Taking the PM_2.5 level measured in Experiment 2 and Experiment 3 as an example, the heat maps of Figure 9 and Figure 10 are drawn respectively. After comparing with Figure 8, it is known that walking and riding affect the moving speed of the monitoring device, and thus affect the monitoring accuracy. The PM_2.5 levels at different heights on the ground vary considerably.

For Experiment 4 and Experiment 5, the route was selected as Figure 11 shows. Specifically, Experiment 4 was conducted at 10:00 am, while Experiment 5 was conducted at 7:00 pm. As the collection range of these two experiments is larger, the Kriging interpolation method is used to interpolate in the two-dimensional grid to generate a two-dimensional thermal map after filtering. Thus, the graph can represent more information. Take carbon dioxide as an example; the heat maps of each are presented in Figure 12. The content of carbon dioxide in Experiment 5 is higher than that in Experiment 4 because there is more emission of CO₂ after a whole day of social operation. Additionally, the peak area of carbon dioxide remains the same from the morning to the evening, which indicates that the heat map of gas can be used to source the original emission location.

4. Conclusions

The mobile monitoring system includes meteorological and environmental quality monitoring stations in the wide area of blocks in cities. Those monitoring stations can communicate with the cloud server, obtain data released by the official monitoring stations in real-time through the cloud data server, and link with the monitoring data obtained by the mobile monitoring platforms. In addition, they can automatically find out the nearest data for online checking and precision correction, and regularly correct the sensor’s zero drift to realize three-dimensional monitoring and dynamic checking in the urban area. It is conducive to establishing the mobile monitoring system for spatial distributed urban environmental quality with a large database of environmental data, which can be used in some citizen science (CS) projects specifically focused on tackling air pollution and contributing to the SDGs [28].
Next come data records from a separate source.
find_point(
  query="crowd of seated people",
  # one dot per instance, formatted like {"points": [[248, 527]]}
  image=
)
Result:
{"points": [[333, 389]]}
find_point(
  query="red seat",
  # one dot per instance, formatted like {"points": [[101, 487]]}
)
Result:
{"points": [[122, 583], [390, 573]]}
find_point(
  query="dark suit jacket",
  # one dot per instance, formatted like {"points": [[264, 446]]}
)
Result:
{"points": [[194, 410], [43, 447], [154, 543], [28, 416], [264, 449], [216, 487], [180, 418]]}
• Compared with the existing environmental data monitored by meteorological environment monitoring stations which rely on fixed positions, the data monitored by three-dimensional monitoring stations in the wide area of the blocks in cities is more accurate because three-dimensional monitoring stations can achieve multi-point measurement covering a radius of 1000 m and a height of 200–300 m.
• Dynamic checking and high accuracy: This invention can synchronously obtain the officially released high-accuracy monitoring data of meteorological and environmental monitoring stations in the monitoring areas and build a mathematical model to dynamically check the high-frequency sensors, which helps to improve the monitoring accuracy and regularly corrects the zero drift. Thus, people can acquire massive amounts of high-accuracy information at a low cost.
• Conducive to the establishment of a large database of environmental data: It can integrate the mass data acquired via mobile and fixed monitoring covered by this system to build a large database and provide more valuable data services for the evaluation of SDG indicator 11.6.2 [29].